Recoil will most likely take Vote 87 and
Wyvern Vote 88, both by substantially safe margins in both models. Then we have a shift since my previous prediction. Vote 89 was previously slated for Really Bad End, but is now projected to go to
NSW by a very close margin -- less than 10 votes in both models. This is not overly surprising; RBE's hold on Vote 89 was never that solid and has only eroded over the last few rounds.
Rest assured, fans of doom and gloom;
Really Bad End has only been pushed back to Vote 90, which it is practically guaranteed to win by a huge margin. It's had this coming for a long time; RBE is currently the one fic out of all of Ack's stories that has gone the longest without winning a vote -- not since Vote 18, all the way back on March 27th, has it come out on top. The total votes required to win has more than doubled since then, from around 500 to more than 1,000, and it only seems likely to climb higher.

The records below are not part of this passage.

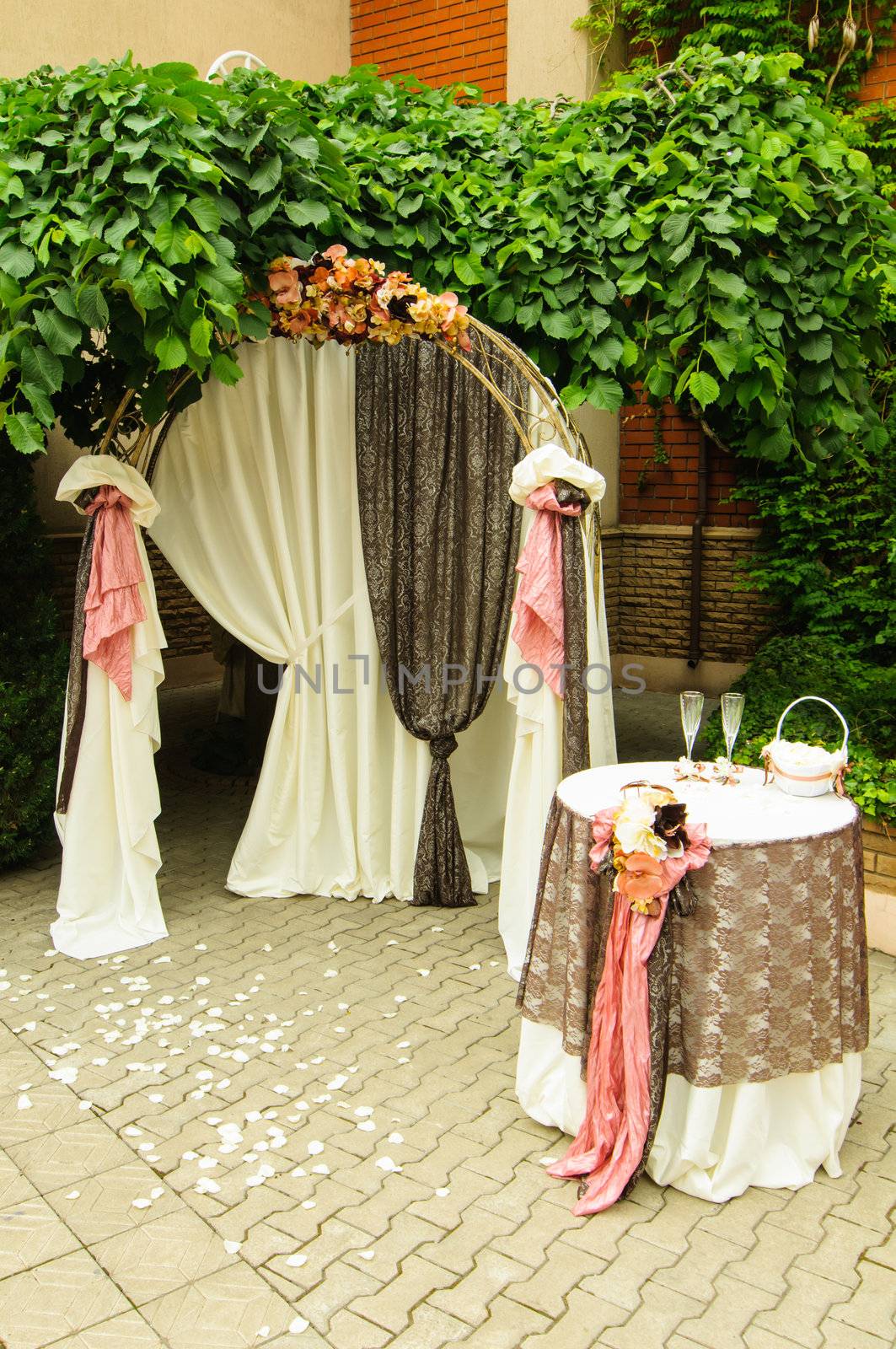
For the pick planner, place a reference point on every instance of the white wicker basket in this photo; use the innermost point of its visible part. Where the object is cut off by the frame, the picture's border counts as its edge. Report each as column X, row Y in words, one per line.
column 799, row 779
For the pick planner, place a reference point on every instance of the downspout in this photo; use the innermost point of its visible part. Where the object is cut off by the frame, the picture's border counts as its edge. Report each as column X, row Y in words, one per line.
column 696, row 553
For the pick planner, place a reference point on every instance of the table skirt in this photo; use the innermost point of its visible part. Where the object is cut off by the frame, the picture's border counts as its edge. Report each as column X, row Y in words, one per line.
column 711, row 1142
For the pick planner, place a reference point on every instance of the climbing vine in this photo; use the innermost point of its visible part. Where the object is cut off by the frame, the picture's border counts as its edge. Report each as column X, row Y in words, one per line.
column 707, row 234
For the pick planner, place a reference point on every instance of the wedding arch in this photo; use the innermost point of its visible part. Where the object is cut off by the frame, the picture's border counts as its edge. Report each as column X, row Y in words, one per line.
column 351, row 512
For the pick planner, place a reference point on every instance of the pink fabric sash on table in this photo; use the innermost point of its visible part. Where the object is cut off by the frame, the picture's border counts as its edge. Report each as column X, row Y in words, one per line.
column 539, row 631
column 610, row 1142
column 112, row 604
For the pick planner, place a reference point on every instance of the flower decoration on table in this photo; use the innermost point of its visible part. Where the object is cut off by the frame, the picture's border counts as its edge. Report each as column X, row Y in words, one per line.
column 642, row 842
column 651, row 846
column 334, row 297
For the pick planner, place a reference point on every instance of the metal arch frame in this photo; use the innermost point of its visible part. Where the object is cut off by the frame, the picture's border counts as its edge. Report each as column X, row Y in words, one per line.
column 550, row 422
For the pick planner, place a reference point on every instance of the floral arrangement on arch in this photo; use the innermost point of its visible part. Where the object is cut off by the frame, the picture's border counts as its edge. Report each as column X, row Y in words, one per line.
column 348, row 300
column 647, row 843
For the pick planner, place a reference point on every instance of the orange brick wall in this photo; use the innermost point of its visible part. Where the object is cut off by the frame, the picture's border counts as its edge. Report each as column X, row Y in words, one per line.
column 439, row 40
column 668, row 492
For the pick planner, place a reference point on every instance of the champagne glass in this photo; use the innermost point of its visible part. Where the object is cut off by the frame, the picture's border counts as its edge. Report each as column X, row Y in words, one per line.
column 691, row 712
column 732, row 714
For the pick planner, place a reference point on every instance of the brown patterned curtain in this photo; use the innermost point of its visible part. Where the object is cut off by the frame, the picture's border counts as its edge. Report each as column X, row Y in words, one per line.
column 440, row 539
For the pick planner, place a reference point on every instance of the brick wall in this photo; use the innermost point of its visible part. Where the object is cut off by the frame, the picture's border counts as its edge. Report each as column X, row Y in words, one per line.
column 880, row 80
column 666, row 494
column 439, row 40
column 647, row 579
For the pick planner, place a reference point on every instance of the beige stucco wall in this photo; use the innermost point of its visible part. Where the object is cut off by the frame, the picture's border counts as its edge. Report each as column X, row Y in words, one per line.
column 545, row 56
column 301, row 40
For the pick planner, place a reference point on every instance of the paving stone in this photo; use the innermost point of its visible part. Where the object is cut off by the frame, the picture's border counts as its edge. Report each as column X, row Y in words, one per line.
column 624, row 1278
column 56, row 1299
column 582, row 1325
column 162, row 1255
column 226, row 1310
column 547, row 1290
column 660, row 1314
column 392, row 1306
column 126, row 1332
column 471, row 1297
column 496, row 1263
column 30, row 1234
column 872, row 1306
column 723, row 1322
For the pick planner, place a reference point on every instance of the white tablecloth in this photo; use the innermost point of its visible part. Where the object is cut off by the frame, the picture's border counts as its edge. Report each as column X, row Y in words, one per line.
column 713, row 1142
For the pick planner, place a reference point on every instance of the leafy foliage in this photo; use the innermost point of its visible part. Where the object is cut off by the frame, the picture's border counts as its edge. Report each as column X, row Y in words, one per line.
column 725, row 249
column 767, row 26
column 131, row 204
column 790, row 667
column 828, row 553
column 31, row 669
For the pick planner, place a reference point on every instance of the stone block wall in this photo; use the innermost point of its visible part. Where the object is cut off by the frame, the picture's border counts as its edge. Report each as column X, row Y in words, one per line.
column 647, row 577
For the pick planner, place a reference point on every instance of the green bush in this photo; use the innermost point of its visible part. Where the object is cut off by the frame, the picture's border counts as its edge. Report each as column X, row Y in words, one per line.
column 791, row 667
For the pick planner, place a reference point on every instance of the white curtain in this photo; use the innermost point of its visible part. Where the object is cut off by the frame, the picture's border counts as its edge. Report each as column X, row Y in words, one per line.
column 260, row 517
column 108, row 896
column 537, row 760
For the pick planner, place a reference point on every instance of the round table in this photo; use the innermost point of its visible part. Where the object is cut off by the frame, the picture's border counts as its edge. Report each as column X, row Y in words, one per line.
column 768, row 1004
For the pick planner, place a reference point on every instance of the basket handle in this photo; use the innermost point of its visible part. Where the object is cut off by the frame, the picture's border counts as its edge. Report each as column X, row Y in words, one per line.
column 814, row 698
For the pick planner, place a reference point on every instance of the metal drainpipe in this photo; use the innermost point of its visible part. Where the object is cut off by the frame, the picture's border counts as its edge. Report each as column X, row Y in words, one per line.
column 696, row 553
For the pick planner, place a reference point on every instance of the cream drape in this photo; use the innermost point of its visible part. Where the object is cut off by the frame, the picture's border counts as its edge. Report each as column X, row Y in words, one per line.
column 260, row 517
column 537, row 760
column 108, row 896
column 711, row 1142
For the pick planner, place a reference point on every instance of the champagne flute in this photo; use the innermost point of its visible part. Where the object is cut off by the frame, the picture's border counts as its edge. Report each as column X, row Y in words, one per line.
column 732, row 714
column 691, row 712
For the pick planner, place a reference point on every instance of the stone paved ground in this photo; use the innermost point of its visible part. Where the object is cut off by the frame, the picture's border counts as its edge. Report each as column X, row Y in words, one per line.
column 294, row 1124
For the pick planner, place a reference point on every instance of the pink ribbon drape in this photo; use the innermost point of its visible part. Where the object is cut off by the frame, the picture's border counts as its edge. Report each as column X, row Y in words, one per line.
column 539, row 631
column 112, row 604
column 610, row 1142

Anyway, after that we have recently-updated
Alea Iacta Est coming back around for another pass in Vote 91; Model A has it winning by 110+ votes, Model B by 60+. Vote 92, however, they disagree on. Model A gives it to
All Alone by 40-some votes, Model B is rooting for
Danny & Taylor with a margin in the 20s. Another point of divergence that it will be interesting to see the result of.
After Vote 92, estimated rounds-to-win are:
Alea Iacta Est: 10-11
All Alone: 3 or 23
Bait & Switch: 24-25
Confrontation II: 4
Danny & Taylor: 5 or 33
Hostage Situation: 12-16
I, Panacea: 6
Junior Hero: 9-12
Meet the Heberts: 3
MirrorVerse: 17-19
NSW: 19-20
Nemesis: 16
One More Trigger: 10-11
Really Bad End: 43-47
Recoil: 6
Security!: 9
Slippery Slope: 10-12
Trump Card: 2
War Games: 7
Wyvern: 7
Again, this is counting from Vote 92, not the current vote.
Accuracy this round was back towards what I originally expected: Model B, the refined version, a little bit more accurate than Model A, the classic edition.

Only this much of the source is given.